No a la eutanasia: experiencia de una joven enferma

Primeramente, voy a presentarme y a situaros un poco en mi vida. Me llamo Olga. Soy una chica a la que la enfermedad le ha truncado la vida y quizá por eso la palabra vida me merece un gran respeto.
A los trece años fui operada de apendicitis; parece ser que la anestesia me dañó el sistema nervioso afectando a los músculos. Padezco una enfermedad neuromuscular grave, desconocida, progresiva y sin ningún tratamiento.
Hasta los veintitrés años pude realizar una vida normal: estudiaba, ligaba, esquiaba ...; ilusiones y proyectos no me faltaban. Pero en mayo de 1987 mi glotis se paralizó y tuve una parada cardiaca por asfixia; estuve por unos minutos clínicamente muerta, quedándome luego en coma. En ese momento, más de uno no apostaba por mí; pero yo, por llevar la contraria, salí del coma y seguí viva. Desde entonces vivo sin poder hablar ni comer.
Hablo gracias a un cuaderno y un rotulador. Me alimento por medio de una sonda.
Tengo hecha la traqueotomía y respiro con ayuda de una máquina. También dependo de un aparato de aspiración y de una silla de ruedas.
Mi vida es, desde hace ocho largos años, malestar físico, obstáculos, limitaciones, problemas hospitalarios, familiares, burocráticos... En una palabra: sufrimiento. Pero este sufrimiento si uno llega, como yo, a entenderlo, es una lección constante que ayuda a madurar y a superarse.

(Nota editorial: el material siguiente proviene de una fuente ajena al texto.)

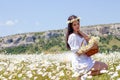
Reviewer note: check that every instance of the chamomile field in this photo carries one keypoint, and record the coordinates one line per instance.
(53, 67)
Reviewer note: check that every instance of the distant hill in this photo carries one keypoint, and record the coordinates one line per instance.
(54, 40)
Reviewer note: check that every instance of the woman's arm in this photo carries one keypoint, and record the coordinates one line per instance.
(84, 35)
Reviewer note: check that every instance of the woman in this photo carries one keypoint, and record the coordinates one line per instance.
(81, 63)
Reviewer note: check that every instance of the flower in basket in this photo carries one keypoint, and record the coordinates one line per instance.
(84, 48)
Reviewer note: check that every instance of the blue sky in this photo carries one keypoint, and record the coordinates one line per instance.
(22, 16)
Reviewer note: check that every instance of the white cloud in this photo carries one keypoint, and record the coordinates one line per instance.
(37, 23)
(9, 23)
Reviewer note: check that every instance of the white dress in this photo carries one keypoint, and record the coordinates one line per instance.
(81, 64)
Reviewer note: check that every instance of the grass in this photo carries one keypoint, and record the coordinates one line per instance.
(52, 67)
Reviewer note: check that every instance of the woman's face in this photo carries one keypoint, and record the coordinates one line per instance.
(76, 26)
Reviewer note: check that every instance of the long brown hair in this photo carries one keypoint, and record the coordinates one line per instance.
(70, 29)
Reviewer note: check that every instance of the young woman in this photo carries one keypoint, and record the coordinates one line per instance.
(81, 63)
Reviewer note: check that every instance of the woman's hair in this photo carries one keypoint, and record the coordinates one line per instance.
(69, 29)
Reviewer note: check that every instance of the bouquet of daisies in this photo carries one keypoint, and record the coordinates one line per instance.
(91, 48)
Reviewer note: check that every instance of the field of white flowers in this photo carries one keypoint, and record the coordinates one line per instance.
(52, 67)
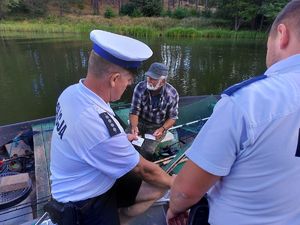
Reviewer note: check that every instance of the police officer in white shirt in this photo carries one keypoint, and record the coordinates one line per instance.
(247, 156)
(95, 170)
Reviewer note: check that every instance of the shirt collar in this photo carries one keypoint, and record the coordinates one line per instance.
(284, 64)
(97, 100)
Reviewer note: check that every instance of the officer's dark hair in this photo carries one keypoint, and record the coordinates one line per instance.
(100, 67)
(290, 16)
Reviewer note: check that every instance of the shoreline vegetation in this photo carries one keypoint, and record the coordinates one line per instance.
(138, 27)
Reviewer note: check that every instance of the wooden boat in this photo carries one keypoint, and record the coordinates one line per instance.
(25, 148)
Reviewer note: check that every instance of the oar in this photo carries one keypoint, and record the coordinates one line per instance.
(189, 123)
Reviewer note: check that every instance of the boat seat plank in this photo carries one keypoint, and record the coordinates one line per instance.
(41, 141)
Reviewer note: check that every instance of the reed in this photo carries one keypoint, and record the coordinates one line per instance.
(138, 27)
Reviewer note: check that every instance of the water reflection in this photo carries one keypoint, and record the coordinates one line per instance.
(34, 71)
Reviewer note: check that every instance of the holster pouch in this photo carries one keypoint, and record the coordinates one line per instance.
(62, 213)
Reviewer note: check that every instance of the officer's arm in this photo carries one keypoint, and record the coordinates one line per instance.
(134, 119)
(189, 187)
(153, 174)
(168, 124)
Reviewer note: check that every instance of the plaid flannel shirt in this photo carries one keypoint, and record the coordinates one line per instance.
(167, 108)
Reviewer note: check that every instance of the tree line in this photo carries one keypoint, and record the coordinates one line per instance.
(249, 14)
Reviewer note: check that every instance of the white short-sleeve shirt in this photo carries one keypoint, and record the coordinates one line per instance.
(86, 159)
(251, 141)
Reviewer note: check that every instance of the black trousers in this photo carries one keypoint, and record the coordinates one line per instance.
(104, 209)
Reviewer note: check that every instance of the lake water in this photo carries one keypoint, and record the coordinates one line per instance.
(34, 70)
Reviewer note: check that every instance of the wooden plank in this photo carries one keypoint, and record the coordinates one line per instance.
(47, 131)
(14, 182)
(18, 148)
(41, 167)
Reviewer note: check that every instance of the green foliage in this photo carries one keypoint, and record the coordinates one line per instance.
(151, 8)
(137, 8)
(270, 9)
(109, 13)
(127, 9)
(181, 13)
(165, 13)
(136, 13)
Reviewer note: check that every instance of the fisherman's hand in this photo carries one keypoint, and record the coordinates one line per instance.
(177, 219)
(131, 137)
(158, 133)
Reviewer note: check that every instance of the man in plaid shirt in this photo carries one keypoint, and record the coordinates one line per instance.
(154, 108)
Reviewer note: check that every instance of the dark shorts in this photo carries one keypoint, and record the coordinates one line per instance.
(104, 209)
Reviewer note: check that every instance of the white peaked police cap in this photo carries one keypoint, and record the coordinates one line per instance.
(123, 51)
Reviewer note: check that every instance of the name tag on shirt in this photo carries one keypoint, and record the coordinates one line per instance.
(138, 142)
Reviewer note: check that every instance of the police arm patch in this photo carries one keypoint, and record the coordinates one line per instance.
(112, 127)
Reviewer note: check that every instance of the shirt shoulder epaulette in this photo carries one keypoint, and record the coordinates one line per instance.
(229, 91)
(111, 125)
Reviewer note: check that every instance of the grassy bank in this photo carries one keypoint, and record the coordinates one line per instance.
(138, 27)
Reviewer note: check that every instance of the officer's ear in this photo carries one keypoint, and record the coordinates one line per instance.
(113, 78)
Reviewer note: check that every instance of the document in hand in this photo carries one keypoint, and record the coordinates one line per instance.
(150, 136)
(138, 142)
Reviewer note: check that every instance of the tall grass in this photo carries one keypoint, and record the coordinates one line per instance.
(138, 27)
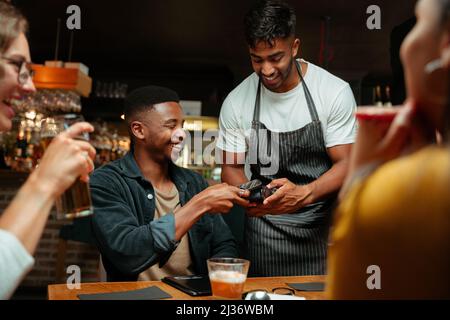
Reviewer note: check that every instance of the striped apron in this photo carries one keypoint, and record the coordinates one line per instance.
(295, 243)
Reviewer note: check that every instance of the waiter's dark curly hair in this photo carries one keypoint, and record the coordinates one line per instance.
(268, 20)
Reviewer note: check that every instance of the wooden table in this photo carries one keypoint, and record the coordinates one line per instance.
(61, 292)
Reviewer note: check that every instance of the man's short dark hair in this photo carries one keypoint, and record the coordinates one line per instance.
(145, 98)
(268, 20)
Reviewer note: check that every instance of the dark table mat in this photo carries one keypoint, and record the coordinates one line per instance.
(149, 293)
(308, 286)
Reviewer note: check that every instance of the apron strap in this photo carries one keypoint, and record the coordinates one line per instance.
(257, 101)
(309, 100)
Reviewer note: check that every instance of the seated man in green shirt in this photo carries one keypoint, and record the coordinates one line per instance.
(152, 218)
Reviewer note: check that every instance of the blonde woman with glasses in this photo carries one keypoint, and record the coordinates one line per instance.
(23, 221)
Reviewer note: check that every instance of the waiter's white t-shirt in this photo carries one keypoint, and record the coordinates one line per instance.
(288, 111)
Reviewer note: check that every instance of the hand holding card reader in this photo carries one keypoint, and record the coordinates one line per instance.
(194, 285)
(258, 191)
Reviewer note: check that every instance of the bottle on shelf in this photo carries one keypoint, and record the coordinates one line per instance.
(377, 98)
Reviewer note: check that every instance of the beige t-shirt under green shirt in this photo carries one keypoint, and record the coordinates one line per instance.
(180, 262)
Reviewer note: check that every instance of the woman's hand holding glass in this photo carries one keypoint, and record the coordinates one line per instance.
(66, 159)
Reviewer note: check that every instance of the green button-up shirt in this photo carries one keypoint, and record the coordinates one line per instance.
(123, 224)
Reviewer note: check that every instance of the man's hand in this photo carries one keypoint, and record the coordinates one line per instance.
(220, 198)
(287, 199)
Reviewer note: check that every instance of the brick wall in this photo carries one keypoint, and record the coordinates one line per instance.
(44, 271)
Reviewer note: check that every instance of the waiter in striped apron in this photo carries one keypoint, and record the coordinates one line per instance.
(293, 122)
(291, 243)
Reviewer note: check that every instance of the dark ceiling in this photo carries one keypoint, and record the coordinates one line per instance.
(201, 41)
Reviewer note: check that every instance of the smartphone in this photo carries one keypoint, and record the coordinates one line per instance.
(195, 285)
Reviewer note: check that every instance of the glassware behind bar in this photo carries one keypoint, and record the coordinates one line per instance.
(76, 201)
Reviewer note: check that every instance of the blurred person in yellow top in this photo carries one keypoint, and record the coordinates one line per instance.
(391, 232)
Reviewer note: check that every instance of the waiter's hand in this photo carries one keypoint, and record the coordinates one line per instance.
(287, 199)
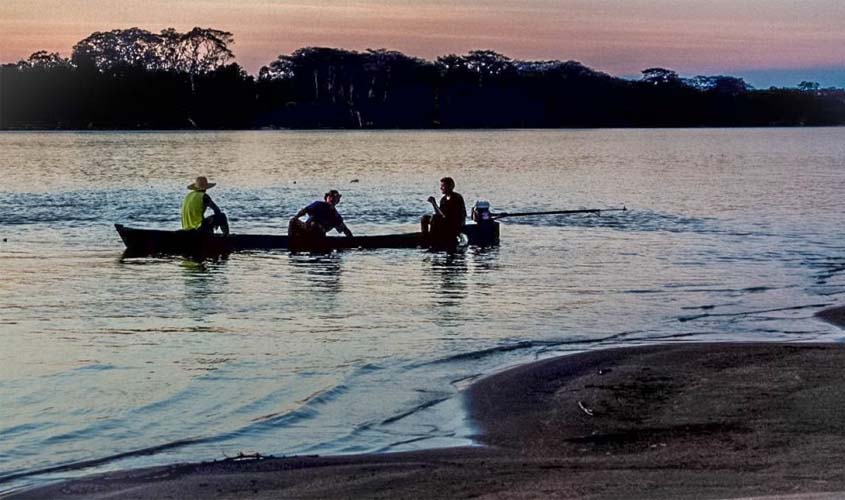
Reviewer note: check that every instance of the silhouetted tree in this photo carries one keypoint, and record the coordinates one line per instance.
(134, 78)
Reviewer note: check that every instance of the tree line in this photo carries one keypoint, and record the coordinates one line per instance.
(136, 79)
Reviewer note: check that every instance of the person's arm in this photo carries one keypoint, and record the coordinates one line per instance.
(434, 204)
(208, 203)
(341, 228)
(300, 213)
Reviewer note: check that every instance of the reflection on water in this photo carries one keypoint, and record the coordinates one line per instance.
(295, 353)
(204, 282)
(450, 268)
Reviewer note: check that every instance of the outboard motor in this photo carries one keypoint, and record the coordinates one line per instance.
(481, 211)
(485, 231)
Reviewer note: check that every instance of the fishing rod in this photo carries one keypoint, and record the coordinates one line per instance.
(596, 211)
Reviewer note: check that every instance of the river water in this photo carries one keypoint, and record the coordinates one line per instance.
(109, 363)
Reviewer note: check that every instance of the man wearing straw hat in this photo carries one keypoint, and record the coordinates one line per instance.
(194, 206)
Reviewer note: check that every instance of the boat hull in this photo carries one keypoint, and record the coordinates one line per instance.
(141, 242)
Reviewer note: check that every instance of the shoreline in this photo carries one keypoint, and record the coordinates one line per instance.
(664, 421)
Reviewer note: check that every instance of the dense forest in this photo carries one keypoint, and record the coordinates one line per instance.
(136, 79)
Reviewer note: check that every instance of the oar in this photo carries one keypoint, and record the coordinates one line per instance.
(596, 211)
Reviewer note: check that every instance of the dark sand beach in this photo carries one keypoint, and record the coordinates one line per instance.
(670, 421)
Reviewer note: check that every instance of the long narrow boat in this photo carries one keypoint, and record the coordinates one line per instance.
(140, 242)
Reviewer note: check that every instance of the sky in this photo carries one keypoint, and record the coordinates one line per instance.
(767, 42)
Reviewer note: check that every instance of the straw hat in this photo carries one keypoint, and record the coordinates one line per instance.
(201, 184)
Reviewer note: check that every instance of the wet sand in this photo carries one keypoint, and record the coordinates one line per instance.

Soy católica, siempre he creído en Dios, en la existencia del alma y en que cuando uno muere no termina ahí su vida, sino que sigue en otro lugar. Cuando estuve en coma, tuve la suerte de tener la famosa experiencia del «túnel». Esto transformó mi vida. Desde entonces, no tengo ningún miedo a la muerte, porque sé que cuando uno se va, allí se siente mucho placer y bienestar. Como en esa experiencia pude comprobar lo agradable que es estar allí, me pregunto ¿por qué tuve que volver aquí? Aunque yo no quería volver, aquí estoy. Está claro que mi hora no había llegado. Todos tenemos un día marcado para nacer y otro para morir, y yo no soy quién para alterar el destino y mucho menos los planes de Dios.
Vivimos en una sociedad en la que priman el placer y lo material. Todos queremos gozar y ninguno sufrir; pero el sufrimiento y la muerte vienen incluidos en la vida, forman parte de ella. Soy partidaria de luchar, no de «huir». La eutanasia es una forma de huida y, por tanto, no deja de ser una cobardía. A mí no me parieron cobarde; por eso lucharé hasta el final. Respeto y entiendo a los que se dan por vencidos y no creen en nada; pero yo, cuando llegue al «otro lado», quiero tener la sensación de llevar mis deberes cumplidos. Si me practicasen la eutanasia, creo que, al llegar allí, tendría la sensación de no haber sabido llegar hasta el final, como si dejase en este mundo alguna asignatura pendiente. Para mí todo lo que te quita la paz interior no es bueno, y los médicos que han realizado eutanasias creen que hacen bien, pero confiesan sentirse mal. Todo anciano, minusválido o enfermo terminal tiene derecho a una atención digna, centros adecuados, ayudas familiares y económicas y grandes dosis de «cariñoterapia»; pero todo esto equivale a trabajo y a dinero, y es más fácil, cómodo y barato legalizar la eutanasia e, igual que hicieron los nazis, disfrazándola de ayuda y compasión, quitar a todos de en medio.
La mentalidad de que sólo lo biológicamente bueno vale la pena impide conocer grandes realidades humanas: Beethoven compuso sus maravillosos cuartetos hasta el último momento; Mozart siguió componiendo en el lecho de muerte su magnífico Requiem; Tiziano pintaba con casi noventa años, cuando apenas podía sujetar los pinceles. Los defensores de la eutanasia olvidan que cada vida es única e irrepetible y que cualquier vida tiene todo el valor posible. Si hubiese una vida sin importancia, ninguna sería importante.